As the crowd dispersed, Dobbs was asked how he thought the meeting and the non-meeting went.
“I think it was the last nail in the coffin for Gerald,” he said.
During an exchange between the two, Dobbs told Taylor, “You have the power to make decisions. I have the same powers. You’re not getting them, and I’m not giving them up.”
Later, he said the citizens have been craving a change for a number of years.
“The change is here,” he said. “I’m going to make the changes, and we are not going back to the prior administration’s way of thinking.”
Micheal Forbes, a former firefighter in Seven Points, accused Taylor of orchestrating everything the missing three were doing.
“Call your people off,” Forbes shouted at Taylor.
“They ain’t my people,” Taylor insisted.
Forbes said yes they were, because the three council members weren’t smart enough to do it on their own.
Pam Spaulding, a former non-voter, who has become a political activist during all this controversy, had some questions for the empty chairs at the council table.
“I’d like to ask Bubba, Cheryl and Hank a question: “Do we matter?”

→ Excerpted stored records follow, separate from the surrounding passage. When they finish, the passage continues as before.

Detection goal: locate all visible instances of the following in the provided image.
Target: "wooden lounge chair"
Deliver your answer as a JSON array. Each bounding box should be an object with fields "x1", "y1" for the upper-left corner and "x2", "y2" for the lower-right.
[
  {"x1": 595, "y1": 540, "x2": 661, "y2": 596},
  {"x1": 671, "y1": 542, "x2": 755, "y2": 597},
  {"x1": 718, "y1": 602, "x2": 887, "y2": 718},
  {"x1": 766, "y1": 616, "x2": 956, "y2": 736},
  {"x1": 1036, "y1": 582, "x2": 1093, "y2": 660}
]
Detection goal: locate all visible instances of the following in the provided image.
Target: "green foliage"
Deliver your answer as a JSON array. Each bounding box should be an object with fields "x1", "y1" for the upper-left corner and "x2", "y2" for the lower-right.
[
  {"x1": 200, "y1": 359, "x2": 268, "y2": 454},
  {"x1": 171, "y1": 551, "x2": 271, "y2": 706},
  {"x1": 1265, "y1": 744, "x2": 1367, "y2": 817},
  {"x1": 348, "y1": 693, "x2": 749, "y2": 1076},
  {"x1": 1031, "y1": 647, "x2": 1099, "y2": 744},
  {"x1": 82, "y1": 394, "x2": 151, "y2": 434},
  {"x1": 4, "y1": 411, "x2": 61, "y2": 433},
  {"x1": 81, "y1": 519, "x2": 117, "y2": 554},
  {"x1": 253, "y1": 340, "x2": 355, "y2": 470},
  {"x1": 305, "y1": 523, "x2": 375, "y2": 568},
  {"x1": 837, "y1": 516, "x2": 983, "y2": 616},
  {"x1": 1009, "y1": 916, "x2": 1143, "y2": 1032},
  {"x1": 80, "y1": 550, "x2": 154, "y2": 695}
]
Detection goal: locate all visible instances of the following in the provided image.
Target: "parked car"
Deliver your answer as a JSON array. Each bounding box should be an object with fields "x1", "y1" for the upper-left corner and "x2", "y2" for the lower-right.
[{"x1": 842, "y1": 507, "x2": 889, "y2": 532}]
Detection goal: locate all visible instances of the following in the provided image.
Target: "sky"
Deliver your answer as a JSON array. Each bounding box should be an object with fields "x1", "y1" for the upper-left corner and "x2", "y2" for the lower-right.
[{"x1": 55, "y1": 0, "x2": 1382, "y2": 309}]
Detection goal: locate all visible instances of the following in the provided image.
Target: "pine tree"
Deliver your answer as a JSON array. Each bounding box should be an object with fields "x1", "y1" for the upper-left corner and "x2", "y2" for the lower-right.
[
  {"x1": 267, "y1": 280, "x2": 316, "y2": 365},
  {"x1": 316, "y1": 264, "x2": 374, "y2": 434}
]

Other comments from the citizens follow:
• Taylor to Sue Powell, who had called the town hall meeting after the city council meeting was canceled: “Me and you have been friends a long time now, so don’t start that sh..”
• Danny Hampel Dairy Queen in Seven Points: “No city can do anything without the business community.”
The economy has been bad and indicated his own business was well behind last year’s figures. He said the council needs to do the things to attract more business to Seven Points. “If we don’t, the business will go elsewhere. We don’t want Seven Points to be taken over by the city across the pond, because they’d love to do just that.”
• Allen (AJ) Kirksey: “The firefighters usually take care of the fireworks with the help of local donations, but with the economy, they just couldn’t justify spending the money this year on fireworks.
• Danny from Dairy Queen: “We have some people here in Seven Points who can’t afford to go to Gun Barrel City to watch the fireworks.”
• Jeannie Hulsey: “Let’s have respect for everybody,” in response to the shouting and language being tossed around in the building.
• Councilwoman Claudette Allsup: “Thank you all for coming out. I’m sorry it didn’t work out, but we’ll keep trying.”